PC isn't quite like any other kind of breast mass, but since it only comprises about 1% of all diagnosed breast tumors PC has not been widely studied and is not well-understood. The cherry on top of this particular sundae is that PC tumors have not been shown to respond to chemotherapy, radiation or hormone therapies; the only treatment for them is removal.
My Husband Is No Longer My Husband
Apparently he's had his mind made up about this for quite a while, but on reflection (or a total lack thereof), decided that two days after learning about my health crisis was the right time to share the happy news about the new life he intends to have without me.
There are plenty of sordid details and shocking incidents surrounding this that I'd absolutely love to share with you, but I won't, because it would ultimately hurt my children more than him. He is still their father and always will be, and I realize this is a very public forum. Protecting my children from further trauma is uppermost in my mind, and indulging my baser impulses, however justified they may be, isn't the way to accomplish that goal.
Why Blog It?
So, that's the 'To Hell' part of this blog. The '& Hopefully Back' part is what I hope will be happening over the rest of this year.
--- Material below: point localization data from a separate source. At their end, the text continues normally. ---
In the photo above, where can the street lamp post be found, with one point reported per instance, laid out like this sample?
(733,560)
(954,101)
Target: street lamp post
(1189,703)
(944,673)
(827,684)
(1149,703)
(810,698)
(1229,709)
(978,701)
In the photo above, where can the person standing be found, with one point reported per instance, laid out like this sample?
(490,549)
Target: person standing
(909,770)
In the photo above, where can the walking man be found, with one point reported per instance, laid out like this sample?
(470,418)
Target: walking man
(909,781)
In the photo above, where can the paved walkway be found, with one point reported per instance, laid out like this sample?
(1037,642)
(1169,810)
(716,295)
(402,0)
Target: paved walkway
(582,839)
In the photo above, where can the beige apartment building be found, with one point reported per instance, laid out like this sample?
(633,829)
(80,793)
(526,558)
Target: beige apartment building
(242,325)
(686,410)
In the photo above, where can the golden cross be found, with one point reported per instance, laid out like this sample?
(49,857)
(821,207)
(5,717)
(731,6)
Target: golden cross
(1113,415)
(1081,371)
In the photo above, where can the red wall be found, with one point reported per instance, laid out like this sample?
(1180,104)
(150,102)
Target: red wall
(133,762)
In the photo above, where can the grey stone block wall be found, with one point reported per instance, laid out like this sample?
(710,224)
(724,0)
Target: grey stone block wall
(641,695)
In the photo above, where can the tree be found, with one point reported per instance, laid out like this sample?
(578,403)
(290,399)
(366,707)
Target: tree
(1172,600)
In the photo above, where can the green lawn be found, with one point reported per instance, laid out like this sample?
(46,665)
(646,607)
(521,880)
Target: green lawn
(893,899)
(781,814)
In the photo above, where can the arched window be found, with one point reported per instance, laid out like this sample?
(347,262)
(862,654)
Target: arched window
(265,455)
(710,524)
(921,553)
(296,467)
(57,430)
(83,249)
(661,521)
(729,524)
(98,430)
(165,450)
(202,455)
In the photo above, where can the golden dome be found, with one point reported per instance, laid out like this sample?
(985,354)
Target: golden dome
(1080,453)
This blog won't be a repository for my anger at the former Mr. April L. Hamilton. Instead, I want it to be about the process of surviving, and then, one day, if I've earned any positive karma in this life at all, thriving again.
I need someplace to document the surreal-ness of it all, to validate the experiences of others who are facing the same challenges (though hopefully, not both at the same time like me), offer a window of insight to those who have friends or family facing these crises, and share whatever little life preservers I find along the road to recovery.
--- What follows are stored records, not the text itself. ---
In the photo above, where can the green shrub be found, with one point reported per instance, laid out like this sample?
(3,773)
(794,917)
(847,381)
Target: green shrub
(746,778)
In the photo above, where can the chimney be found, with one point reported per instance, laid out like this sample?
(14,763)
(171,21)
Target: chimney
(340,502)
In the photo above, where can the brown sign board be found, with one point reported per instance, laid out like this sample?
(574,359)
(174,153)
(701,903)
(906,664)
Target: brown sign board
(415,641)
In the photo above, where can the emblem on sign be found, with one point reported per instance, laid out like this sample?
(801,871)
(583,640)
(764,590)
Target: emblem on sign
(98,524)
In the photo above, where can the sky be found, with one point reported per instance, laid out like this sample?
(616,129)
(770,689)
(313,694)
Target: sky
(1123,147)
Well, all of that, and it's cathartic. Writing is my home, and my safe haven. It's something that's always been totally mine, the one area of my life where I'm not anyone's wife or patient, or even mother. I'm just me. It's both a tool and a gift I've been given, and it's the only thing that can pull me back from the void sometimes.
Right now, I'm still in shock. I feel like someone who's just managed to crawl onto a lifeboat leaving the Titanic, only to have the lifeboat crash into another iceberg. But I've got a life jacket, in the form of my children. A flare, in the form of my writing. A warm and protective wetsuit, in the form of the love and support of friends and family. And a large piece of driftwood to cling to, in the form of my sense of humor.
Now, since I intend to make it back to shore, I'd better start swimming.